When it comes to vegan products in the clothing industry, a good choice can be vegan dyed cupro. For leather, you can choose vegan options, but note that vegan leather is not an eco-friendly alternative — it’s plastic and made from petroleum. An alternative is choosing leftover vegetable tanned leather from the meat industry or you can go for vintage leather goods.
A lot of us wash our clothes too often. Before you throw something in the laundry, ask yourself: does this really need a wash and if so, does it absolutely have to be washed in warm water? Around 90 percent of the energy used to wash clothes comes from heating the water.
When I was younger, I used to wash everything after just one day’s use, but now, especially as most of my garments are woollen, I almost never wash my clothes. If my garments have wrinkles I can use a hand steamer, dramatically reducing the amount of water used. You even get rid of the smell by using a steamer.
Hang-dry your clothes
If you do have to wash your clothes, then when it comes to drying, it’s time to admit your grandmother was right: hang-drying clothes really is the way to go. If you lack outdoor space for drying, just rethink what you’re going to wear — you’re never in that much of a hurry that using the tumble dryer is a must. These devices use so much energy.
Leave your car at home
Consider taking your bike instead of your car.
Take your bike instead of the car, or use a shared bike system if one is available where you are. It’s also the perfect option to get around town if you are a tourist: you get to have a gentle workout and see the city as it should be seen. If you really need four wheels, choose an electric vehicle.
Cut down your use of plastic
We are getting there, but we still have work to do when it comes to reducing our use of unnecessary plastics. Your iced coffee can be served in a recycled paper cup, and you don’t need that straw for it. Say no to plastic and choose products packed in recycled paper instead. If where you’re buying doesn’t have that option, speak up and encourage them to introduce it for the next time you visit.

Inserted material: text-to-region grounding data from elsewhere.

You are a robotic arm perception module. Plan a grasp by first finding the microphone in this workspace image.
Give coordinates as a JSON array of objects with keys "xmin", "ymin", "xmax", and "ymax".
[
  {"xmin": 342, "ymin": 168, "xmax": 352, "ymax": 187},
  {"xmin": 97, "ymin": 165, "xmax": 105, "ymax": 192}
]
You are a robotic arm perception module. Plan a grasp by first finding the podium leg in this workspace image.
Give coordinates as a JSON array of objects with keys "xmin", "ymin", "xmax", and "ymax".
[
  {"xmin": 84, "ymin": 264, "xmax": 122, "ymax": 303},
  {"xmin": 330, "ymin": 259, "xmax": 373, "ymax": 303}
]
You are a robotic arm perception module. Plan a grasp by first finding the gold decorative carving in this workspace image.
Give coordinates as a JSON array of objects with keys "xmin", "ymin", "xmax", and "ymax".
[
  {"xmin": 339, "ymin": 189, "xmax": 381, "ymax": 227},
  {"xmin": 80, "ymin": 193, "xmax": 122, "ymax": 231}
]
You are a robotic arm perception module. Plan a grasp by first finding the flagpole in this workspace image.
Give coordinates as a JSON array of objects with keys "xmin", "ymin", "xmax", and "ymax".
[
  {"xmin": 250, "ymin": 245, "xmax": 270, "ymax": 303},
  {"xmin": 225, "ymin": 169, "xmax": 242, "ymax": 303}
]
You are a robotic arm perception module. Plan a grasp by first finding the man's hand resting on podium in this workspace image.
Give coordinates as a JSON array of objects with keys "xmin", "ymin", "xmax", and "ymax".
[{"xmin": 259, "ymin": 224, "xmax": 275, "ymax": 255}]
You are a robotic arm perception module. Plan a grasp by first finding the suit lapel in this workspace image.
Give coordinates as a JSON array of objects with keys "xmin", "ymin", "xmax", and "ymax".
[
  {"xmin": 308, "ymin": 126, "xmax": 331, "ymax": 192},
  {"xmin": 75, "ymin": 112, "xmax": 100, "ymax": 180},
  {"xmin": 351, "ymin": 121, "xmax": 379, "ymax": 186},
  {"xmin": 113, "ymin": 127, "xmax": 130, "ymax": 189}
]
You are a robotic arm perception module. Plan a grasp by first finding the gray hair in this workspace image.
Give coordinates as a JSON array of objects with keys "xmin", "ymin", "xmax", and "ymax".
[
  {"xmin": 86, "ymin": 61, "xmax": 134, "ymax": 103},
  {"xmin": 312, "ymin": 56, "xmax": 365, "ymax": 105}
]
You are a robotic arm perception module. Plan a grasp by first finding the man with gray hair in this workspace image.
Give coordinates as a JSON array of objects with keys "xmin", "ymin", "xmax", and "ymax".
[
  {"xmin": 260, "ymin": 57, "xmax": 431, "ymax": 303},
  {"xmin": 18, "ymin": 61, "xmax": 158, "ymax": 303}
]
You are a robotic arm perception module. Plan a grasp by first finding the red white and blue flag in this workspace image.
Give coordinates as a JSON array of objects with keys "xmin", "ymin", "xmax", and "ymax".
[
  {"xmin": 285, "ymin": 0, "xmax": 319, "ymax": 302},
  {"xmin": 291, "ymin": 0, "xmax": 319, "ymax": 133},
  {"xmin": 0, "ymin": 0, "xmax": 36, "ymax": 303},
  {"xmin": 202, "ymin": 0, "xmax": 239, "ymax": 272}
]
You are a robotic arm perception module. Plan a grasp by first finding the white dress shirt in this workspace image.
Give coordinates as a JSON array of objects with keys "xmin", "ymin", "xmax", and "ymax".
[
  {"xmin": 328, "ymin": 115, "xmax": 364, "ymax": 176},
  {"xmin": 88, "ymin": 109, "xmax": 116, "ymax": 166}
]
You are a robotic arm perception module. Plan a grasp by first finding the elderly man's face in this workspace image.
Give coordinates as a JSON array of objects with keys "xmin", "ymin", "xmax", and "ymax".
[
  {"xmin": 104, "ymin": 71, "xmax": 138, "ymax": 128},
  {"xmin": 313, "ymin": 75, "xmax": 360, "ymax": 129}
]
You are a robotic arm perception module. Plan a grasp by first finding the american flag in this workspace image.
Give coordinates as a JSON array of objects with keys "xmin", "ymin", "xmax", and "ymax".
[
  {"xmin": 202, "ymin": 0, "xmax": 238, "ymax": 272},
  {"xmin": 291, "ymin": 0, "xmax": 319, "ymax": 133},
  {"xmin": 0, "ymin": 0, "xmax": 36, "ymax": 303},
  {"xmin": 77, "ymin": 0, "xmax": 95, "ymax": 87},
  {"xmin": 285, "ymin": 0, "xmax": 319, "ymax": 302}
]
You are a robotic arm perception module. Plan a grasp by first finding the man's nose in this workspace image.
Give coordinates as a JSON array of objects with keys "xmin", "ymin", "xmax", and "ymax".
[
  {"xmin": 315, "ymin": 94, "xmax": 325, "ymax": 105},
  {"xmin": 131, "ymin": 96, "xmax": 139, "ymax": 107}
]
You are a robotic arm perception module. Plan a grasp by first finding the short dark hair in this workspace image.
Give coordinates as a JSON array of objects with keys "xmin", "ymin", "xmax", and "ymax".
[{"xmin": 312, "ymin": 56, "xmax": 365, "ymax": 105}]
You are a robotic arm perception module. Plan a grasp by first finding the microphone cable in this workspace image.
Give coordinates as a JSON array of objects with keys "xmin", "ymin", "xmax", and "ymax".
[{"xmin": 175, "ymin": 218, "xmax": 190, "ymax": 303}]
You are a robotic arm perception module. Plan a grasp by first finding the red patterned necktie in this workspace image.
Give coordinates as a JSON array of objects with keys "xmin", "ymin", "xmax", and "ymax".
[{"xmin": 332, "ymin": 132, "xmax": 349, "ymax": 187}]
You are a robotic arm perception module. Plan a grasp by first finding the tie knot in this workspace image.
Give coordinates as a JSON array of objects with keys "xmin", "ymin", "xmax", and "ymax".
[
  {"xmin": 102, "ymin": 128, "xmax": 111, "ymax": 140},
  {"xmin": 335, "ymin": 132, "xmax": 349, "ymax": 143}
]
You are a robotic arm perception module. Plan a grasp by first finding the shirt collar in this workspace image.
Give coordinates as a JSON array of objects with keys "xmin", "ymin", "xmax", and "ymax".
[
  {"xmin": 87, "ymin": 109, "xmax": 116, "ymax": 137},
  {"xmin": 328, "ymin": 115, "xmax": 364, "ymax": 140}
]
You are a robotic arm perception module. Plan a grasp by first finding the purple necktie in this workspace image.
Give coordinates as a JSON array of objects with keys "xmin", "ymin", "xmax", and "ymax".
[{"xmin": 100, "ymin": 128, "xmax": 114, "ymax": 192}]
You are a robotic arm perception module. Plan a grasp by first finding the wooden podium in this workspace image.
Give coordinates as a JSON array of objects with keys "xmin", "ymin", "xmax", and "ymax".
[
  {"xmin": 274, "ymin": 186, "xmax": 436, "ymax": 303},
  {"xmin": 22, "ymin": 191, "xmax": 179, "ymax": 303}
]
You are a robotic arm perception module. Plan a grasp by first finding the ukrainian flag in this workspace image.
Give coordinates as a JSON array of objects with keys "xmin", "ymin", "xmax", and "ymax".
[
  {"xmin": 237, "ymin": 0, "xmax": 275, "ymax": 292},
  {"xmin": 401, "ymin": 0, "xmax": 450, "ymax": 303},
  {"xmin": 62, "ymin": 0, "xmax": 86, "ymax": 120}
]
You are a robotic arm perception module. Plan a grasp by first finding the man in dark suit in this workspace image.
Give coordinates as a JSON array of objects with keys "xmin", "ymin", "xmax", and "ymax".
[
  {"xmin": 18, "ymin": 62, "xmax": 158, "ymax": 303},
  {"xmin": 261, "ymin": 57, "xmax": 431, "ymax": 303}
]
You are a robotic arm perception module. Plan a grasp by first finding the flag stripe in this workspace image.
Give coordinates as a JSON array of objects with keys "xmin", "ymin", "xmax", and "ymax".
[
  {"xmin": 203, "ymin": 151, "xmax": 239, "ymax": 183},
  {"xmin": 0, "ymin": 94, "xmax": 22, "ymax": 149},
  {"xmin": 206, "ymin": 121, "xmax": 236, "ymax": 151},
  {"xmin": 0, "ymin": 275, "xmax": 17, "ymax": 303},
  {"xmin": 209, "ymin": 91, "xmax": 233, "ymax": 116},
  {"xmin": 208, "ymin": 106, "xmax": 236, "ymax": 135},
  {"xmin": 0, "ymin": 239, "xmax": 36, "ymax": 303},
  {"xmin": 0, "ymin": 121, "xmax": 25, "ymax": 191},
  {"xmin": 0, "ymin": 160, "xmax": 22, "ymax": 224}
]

I know this is a hard one, especially after staying at home with quarantines and lockdowns for so long. But with better planning and fewer unnecessary trips, the impact on emissions can be enormous. Turn the recent enforced grounding into a positive — after so long with not being able to travel, it’s a great opportunity to rethink how we get around the globe.

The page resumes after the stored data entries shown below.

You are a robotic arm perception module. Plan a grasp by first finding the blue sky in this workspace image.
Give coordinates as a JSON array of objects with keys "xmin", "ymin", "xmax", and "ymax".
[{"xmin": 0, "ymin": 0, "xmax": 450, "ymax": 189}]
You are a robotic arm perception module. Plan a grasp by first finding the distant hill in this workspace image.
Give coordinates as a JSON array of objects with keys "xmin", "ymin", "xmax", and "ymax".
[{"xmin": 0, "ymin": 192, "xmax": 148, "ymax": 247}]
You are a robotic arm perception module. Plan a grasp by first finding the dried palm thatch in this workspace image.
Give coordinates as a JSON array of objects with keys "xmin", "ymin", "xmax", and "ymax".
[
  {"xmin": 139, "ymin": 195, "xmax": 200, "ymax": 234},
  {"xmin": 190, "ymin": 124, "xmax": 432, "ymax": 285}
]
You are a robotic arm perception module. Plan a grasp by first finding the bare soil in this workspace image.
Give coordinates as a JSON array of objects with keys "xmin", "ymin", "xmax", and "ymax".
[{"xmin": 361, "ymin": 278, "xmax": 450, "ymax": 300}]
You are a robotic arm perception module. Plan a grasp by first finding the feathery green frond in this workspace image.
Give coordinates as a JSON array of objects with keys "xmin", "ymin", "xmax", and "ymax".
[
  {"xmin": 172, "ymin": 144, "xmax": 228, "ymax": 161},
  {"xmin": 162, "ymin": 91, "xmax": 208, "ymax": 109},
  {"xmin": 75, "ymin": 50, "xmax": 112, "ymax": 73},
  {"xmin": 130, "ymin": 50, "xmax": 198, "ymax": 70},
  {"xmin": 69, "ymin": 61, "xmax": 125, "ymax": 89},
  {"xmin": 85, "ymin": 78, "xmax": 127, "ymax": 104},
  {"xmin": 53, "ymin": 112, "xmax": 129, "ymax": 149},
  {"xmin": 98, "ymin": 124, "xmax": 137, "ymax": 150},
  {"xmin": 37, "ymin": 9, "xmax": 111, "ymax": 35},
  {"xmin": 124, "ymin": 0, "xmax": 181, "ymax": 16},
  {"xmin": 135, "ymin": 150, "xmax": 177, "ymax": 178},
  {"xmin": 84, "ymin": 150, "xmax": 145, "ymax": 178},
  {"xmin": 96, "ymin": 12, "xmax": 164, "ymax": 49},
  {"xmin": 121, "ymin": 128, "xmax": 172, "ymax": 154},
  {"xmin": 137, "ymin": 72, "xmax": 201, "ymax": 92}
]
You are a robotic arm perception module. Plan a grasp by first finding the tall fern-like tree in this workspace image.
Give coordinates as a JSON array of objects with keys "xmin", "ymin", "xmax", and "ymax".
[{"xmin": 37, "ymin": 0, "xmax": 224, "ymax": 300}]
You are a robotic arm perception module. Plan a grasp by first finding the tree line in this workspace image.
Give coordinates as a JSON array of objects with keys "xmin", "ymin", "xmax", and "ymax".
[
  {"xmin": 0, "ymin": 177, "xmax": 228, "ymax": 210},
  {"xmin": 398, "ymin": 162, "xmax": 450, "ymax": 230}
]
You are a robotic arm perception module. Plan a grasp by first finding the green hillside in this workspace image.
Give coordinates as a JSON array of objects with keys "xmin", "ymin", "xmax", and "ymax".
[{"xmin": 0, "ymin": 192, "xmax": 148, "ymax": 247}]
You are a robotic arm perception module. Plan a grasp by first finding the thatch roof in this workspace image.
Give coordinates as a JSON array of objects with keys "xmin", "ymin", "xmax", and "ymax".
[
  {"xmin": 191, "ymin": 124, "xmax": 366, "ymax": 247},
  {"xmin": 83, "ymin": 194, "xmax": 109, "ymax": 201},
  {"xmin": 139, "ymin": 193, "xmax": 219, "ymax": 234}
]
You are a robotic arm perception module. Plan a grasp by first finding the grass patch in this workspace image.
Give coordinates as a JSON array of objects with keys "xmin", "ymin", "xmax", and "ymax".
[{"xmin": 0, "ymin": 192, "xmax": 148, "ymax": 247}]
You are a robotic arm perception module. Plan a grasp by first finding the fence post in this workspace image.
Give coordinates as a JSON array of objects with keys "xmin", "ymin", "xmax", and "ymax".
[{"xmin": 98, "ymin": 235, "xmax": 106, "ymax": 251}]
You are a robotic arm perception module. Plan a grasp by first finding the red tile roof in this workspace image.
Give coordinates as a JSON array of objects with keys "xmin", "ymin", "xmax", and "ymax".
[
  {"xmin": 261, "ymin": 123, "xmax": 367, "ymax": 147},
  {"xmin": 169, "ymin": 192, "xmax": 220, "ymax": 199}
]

Pick up plastic and feel fantastic
Once you’ve implemented the above steps, you’ll be well on your way to being much more sustainable. But not everyone is at the same stage of the journey. Of course, you should share these tips far and wide, but you can also help clean up after those less thoughtful. Start at your local beach or take the initiative to clean that park where you like to go for a picnic in the summer. It’s time to give back and help make all of our environments that much better. Ultimately, we are all in this together.